Nine months after beginning the program she did a repeat of the neuropsychological testing at the same university site. She no longer showed evidence of cognitive decline, according to the researchers.

All but one of the 10 patients included in the study are at genetic risk for AD, carrying at least one copy of the APOE4 allele, the researchers said. Five of the patients carry two copies of APOE4, which gives them a 10-12 fold increased risk of developing AD.

“We’re entering a new era,” said Bredesen. “The old advice was to avoid testing for APOE because there was nothing that could be done about it. Now we’re recommending that people find out their genetic status as early as possible so they can go on prevention.”

He added that 65 percent of the Alzheimer’s cases in the U.S. involve APOE4, with seven million people carrying two copies of the ApoE4 allele.

According to Bredesen, decades of biomedical research has revealed that an extensive network of molecular interactions is involved in Alzheimer’s disease, suggesting that a broader-based therapeutic approach may be more effective.

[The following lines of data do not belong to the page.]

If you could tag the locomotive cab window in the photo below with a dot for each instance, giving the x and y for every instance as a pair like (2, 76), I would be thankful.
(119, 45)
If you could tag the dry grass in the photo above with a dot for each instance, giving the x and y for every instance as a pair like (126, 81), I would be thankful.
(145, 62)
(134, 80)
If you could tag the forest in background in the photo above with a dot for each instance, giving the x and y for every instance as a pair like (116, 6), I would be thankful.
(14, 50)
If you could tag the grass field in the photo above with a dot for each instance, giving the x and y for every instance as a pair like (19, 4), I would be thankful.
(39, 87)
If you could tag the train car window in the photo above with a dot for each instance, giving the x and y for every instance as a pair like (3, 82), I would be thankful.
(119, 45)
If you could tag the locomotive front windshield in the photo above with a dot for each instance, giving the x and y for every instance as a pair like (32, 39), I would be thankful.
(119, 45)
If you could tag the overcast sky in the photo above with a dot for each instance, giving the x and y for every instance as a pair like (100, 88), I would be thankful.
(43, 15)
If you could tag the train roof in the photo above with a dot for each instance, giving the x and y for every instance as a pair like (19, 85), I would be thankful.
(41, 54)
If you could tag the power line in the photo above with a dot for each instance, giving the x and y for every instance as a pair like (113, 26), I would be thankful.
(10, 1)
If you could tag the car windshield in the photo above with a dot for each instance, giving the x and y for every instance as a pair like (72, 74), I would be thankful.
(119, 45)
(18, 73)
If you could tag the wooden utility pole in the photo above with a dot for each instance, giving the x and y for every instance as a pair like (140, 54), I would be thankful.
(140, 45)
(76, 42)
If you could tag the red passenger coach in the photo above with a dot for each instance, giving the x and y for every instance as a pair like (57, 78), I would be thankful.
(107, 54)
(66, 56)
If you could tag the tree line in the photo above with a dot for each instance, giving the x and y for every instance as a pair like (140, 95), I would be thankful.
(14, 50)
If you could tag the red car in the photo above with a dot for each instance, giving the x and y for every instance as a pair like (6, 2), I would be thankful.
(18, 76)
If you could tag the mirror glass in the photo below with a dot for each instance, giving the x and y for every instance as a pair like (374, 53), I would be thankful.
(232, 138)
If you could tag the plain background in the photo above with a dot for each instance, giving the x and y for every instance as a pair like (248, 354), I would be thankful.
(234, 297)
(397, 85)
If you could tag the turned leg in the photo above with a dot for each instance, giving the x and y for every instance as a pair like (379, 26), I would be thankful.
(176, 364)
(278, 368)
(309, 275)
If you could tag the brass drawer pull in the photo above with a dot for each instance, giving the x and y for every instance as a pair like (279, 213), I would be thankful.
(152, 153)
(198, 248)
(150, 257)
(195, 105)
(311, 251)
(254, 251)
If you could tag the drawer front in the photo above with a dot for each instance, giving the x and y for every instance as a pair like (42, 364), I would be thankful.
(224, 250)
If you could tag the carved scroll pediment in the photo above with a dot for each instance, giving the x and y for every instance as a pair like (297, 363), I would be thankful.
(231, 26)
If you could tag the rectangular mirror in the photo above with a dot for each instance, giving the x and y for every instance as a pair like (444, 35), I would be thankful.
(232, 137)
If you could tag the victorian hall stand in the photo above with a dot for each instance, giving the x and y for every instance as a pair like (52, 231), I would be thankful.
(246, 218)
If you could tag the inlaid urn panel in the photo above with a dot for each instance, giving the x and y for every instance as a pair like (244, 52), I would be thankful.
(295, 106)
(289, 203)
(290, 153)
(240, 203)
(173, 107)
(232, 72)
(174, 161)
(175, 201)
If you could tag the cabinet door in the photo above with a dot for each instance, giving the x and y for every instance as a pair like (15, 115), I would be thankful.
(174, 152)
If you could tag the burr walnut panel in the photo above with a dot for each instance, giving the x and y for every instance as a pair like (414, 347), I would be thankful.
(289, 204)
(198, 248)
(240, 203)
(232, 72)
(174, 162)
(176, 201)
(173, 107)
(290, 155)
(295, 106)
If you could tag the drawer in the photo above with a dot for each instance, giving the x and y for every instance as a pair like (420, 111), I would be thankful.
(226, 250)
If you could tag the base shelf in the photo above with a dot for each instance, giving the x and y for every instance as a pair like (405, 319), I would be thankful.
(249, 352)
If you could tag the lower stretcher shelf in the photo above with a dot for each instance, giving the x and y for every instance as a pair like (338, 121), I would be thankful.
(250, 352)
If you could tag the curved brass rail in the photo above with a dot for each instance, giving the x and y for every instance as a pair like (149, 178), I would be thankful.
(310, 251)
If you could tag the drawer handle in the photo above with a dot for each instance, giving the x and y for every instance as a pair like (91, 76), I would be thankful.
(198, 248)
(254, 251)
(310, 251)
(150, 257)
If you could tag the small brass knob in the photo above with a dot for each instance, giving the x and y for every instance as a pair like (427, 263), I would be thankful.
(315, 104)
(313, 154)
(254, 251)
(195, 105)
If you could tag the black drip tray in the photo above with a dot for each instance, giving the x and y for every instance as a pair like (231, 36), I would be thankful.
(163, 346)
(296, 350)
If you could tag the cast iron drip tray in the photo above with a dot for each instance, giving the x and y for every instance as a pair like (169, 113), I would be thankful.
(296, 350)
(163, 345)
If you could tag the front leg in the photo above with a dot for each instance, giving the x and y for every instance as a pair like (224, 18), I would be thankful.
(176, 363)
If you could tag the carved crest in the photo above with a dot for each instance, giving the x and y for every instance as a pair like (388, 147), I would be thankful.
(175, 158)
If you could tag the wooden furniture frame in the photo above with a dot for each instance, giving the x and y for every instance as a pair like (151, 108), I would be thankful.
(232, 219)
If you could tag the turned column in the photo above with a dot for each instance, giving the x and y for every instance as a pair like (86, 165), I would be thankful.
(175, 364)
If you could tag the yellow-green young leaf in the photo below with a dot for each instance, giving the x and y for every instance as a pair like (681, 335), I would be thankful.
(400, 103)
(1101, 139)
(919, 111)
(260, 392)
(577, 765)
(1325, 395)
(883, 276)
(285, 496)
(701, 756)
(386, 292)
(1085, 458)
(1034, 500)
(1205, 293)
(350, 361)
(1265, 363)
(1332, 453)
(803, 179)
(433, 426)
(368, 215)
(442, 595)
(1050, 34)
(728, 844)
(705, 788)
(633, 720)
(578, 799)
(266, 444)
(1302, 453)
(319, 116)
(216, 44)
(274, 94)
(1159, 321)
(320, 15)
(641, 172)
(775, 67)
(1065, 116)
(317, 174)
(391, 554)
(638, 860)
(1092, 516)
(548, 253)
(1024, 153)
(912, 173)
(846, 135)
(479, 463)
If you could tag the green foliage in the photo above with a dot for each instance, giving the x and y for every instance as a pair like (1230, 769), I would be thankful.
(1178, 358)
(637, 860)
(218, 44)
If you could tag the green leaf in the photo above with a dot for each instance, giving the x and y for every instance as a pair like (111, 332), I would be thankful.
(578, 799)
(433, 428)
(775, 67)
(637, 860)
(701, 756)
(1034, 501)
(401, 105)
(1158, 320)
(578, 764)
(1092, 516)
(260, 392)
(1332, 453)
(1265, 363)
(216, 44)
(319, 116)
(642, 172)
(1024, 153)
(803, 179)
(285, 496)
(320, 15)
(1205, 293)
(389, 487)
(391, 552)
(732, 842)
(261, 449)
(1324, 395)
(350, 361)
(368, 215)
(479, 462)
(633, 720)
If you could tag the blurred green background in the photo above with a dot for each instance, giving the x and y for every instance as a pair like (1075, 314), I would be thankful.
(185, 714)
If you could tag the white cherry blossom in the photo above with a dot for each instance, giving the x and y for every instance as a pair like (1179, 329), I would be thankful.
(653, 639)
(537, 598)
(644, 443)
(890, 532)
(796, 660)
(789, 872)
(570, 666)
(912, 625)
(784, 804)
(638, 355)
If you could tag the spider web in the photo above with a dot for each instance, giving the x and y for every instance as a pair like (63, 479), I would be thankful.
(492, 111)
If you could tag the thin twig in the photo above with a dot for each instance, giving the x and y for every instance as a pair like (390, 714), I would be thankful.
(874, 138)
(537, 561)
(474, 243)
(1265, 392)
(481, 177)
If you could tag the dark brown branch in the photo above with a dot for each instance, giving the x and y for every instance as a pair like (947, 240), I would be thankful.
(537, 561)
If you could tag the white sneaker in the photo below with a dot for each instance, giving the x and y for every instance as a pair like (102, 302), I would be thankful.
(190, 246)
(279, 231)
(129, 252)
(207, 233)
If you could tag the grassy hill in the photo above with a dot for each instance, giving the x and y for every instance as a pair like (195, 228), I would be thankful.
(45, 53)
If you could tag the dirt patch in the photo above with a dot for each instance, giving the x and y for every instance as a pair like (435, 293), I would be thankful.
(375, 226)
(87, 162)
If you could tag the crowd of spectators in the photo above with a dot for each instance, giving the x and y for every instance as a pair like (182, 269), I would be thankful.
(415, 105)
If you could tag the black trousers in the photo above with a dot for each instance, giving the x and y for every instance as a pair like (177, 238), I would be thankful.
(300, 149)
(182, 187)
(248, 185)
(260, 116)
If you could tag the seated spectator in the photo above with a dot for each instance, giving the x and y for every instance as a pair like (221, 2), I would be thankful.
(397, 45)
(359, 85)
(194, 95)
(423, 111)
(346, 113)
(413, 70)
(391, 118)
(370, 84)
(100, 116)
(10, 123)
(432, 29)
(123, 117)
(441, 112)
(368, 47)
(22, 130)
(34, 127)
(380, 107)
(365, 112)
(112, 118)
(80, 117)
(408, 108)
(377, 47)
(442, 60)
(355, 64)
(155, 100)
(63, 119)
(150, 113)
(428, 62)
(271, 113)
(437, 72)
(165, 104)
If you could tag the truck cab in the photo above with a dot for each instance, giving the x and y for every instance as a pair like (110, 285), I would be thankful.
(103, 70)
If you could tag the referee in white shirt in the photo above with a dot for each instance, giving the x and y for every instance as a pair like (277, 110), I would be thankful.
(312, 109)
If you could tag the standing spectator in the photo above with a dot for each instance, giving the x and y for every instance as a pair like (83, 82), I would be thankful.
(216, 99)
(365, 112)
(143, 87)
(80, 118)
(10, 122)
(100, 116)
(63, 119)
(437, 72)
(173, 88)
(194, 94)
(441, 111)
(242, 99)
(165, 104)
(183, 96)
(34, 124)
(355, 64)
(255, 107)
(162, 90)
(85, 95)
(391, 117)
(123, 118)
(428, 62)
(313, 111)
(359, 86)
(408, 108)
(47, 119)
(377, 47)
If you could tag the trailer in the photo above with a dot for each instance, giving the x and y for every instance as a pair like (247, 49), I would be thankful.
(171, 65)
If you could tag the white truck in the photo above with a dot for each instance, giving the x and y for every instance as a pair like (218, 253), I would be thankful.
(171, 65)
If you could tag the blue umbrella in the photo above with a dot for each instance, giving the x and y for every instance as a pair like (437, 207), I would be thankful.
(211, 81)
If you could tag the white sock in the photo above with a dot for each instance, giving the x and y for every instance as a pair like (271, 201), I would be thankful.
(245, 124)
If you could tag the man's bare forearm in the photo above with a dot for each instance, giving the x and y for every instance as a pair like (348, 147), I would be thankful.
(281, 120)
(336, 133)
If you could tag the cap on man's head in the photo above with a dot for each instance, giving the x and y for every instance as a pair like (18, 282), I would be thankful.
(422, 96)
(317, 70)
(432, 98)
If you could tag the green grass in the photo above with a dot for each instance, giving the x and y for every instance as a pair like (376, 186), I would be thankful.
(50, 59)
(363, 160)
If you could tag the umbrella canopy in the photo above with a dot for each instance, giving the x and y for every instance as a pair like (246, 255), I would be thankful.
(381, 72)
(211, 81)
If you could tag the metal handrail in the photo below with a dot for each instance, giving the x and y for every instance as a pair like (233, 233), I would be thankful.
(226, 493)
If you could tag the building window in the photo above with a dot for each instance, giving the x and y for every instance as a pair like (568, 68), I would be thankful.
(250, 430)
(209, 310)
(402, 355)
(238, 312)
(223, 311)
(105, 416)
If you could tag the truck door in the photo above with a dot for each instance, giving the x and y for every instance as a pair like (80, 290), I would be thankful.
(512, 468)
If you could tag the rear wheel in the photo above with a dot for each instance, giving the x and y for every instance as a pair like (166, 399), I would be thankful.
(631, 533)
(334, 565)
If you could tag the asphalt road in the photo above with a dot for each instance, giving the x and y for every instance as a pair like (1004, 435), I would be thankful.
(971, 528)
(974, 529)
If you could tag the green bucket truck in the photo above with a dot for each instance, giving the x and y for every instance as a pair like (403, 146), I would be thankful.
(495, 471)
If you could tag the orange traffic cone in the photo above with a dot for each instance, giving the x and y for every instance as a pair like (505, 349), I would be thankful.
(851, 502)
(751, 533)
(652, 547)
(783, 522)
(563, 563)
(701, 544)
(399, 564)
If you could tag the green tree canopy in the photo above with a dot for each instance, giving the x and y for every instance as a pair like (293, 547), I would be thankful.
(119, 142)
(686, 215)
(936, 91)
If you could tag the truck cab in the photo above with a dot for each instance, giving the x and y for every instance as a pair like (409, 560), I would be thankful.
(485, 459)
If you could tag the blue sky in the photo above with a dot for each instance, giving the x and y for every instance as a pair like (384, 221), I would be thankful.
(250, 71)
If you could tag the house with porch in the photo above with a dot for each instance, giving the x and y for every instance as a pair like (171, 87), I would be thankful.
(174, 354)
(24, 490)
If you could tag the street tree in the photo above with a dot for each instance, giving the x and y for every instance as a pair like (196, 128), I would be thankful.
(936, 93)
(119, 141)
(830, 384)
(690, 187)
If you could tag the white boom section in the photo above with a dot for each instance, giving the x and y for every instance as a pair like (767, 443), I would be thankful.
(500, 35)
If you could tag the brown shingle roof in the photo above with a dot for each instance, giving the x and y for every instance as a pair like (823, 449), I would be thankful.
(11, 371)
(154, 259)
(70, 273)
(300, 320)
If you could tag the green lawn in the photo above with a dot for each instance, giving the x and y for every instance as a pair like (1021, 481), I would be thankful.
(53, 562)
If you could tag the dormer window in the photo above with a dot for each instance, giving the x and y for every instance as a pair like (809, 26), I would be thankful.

“Imagine having a roof with 36 holes in it, and your drug patched one hole very well — the drug may have worked, a single ‘hole’ may have been fixed, but you still have 35 other leaks, and so the underlying process may not be affected much,” he said.

“We think addressing multiple targets within the molecular network may be additive, or even synergistic, and that such a combinatorial approach may enhance drug candidate performance, as well.”

While encouraged by the results of the study, Bredesen admits more needs to be done.

“The magnitude of improvement in these 10 patients is unprecedented, providing additional objective evidence that this programmatic approach to cognitive decline is highly effective,” he said. “Even though we see the far-reaching implications of this success, we also realize that this is a very small study that needs to be replicated in larger numbers at various sites.”

Plans for larger studies are underway, he added.

“The Bredesen Protocol,” Bredesen’s book describing the interventions described in the study, will be released by Penguin Random House in May 2017.